World War II. The crew – including Matthew McConaughey in his “young star”
phase, Harvey Keitel in his “Harvey Keitel” phase, and Jon Bon Jovi in his
perpetual “can’t act” phase - of the submarine of Lt. Cmdr. Mike Dahlgren (Bill
Paxton) is sent on a top secret surprise mission to use a lucky opportunity to
grab an Enigma Machine from a German U-Boot.
Things do of course become more complicated than that, and soon the US
submarine is destroyed and most of its crew killed, with only a handful of men
under the command of XO McConaughey alive on a German U-Boot that has seen
better days. More tense complications do of course ensue during the attempt to
get the Enigma Machine in allied hands.
This is the other diamond in the otherwise naff crown of director Jonathan
Mostow, standing at eye level to his pretty damn great Breakdown. In
fact, his two good films are so good, I can’t help but think the director must
have been exceedingly unlucky with outside forces on his other projects, for the
kind of talent for suspense and tense action his two excellent films demonstrate
can’t have been a fluke.

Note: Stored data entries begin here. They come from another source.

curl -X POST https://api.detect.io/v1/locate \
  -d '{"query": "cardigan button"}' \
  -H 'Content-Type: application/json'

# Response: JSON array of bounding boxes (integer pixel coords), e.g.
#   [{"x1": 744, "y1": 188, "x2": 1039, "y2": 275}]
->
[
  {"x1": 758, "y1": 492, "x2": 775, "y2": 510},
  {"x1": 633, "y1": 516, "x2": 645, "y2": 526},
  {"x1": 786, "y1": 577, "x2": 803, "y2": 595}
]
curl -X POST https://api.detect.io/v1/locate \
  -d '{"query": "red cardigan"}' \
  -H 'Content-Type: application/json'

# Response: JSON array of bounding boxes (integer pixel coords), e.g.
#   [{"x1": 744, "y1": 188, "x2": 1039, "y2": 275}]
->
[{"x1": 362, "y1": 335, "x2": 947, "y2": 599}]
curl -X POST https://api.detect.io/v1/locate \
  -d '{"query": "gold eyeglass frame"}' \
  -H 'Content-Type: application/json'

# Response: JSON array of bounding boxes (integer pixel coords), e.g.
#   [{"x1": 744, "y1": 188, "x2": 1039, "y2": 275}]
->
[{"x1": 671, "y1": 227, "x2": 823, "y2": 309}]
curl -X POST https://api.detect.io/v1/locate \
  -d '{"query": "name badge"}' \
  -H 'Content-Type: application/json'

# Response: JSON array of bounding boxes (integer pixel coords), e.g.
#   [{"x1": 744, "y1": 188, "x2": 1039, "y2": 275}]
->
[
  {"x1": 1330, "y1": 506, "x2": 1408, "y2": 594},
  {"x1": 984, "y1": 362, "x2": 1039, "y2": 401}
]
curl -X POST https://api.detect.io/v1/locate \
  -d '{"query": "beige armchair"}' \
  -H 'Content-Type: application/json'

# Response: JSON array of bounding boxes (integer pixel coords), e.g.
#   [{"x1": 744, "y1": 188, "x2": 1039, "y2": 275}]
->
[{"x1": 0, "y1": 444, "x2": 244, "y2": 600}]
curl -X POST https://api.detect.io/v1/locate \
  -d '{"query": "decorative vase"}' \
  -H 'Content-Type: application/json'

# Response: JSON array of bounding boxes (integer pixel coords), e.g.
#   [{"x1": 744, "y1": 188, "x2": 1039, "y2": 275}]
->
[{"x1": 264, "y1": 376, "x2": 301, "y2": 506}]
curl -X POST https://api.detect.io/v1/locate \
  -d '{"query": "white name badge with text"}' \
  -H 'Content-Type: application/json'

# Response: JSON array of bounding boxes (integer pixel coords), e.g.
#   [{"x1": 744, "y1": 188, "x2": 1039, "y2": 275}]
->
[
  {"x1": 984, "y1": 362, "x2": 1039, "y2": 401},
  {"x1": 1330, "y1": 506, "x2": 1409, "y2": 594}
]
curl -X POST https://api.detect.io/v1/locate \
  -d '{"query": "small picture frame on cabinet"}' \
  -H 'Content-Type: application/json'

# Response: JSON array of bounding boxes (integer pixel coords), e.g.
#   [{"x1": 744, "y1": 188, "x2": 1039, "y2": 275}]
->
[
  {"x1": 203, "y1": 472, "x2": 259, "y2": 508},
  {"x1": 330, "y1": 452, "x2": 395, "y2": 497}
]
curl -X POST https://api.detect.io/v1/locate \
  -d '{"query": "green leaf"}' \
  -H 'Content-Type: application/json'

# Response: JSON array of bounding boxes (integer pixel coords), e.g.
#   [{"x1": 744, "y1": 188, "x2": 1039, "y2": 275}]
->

Obviously, the script Mostow’s working from is of
dubious historical authenticity (if you want to know about the actual way Enigma
was cracked, Wikipedia and a bunch of sources mentioning many people from exotic
countries like Poland, France, and the UK this film has never heard about apart
from a tiny mention once the plot is over beckon), and its characters are cut
from very typical genre movie cloth.
However, the script does know how to make its shorthand characters just
lively enough for an audience to care about their fate, and provides the damn
great cast many a good opportunity to sweat and stare dramatically without the
plot ever getting bogged down in melodramatics. Instead, things always feel
tight, tense and teetering on the edge of catastrophe, Mostow using all tricks
of the thriller-style war movie to do a very classic thing: dragging his
audience to the edge of their seats. It does help here that the film, despite
its historical inauthenticity, is the kind of war adventure that very well knows
that war isn’t actually an adventure, so this isn’t only showing heroic
pursuits, but men following these pursuits while in desperate fear for their
lives, everybody quickly coming to the edge of their respective breaking points.
Which, obviously, enhances the tension Mostow creates through masterful staging
and editing of the suspense quite a bit.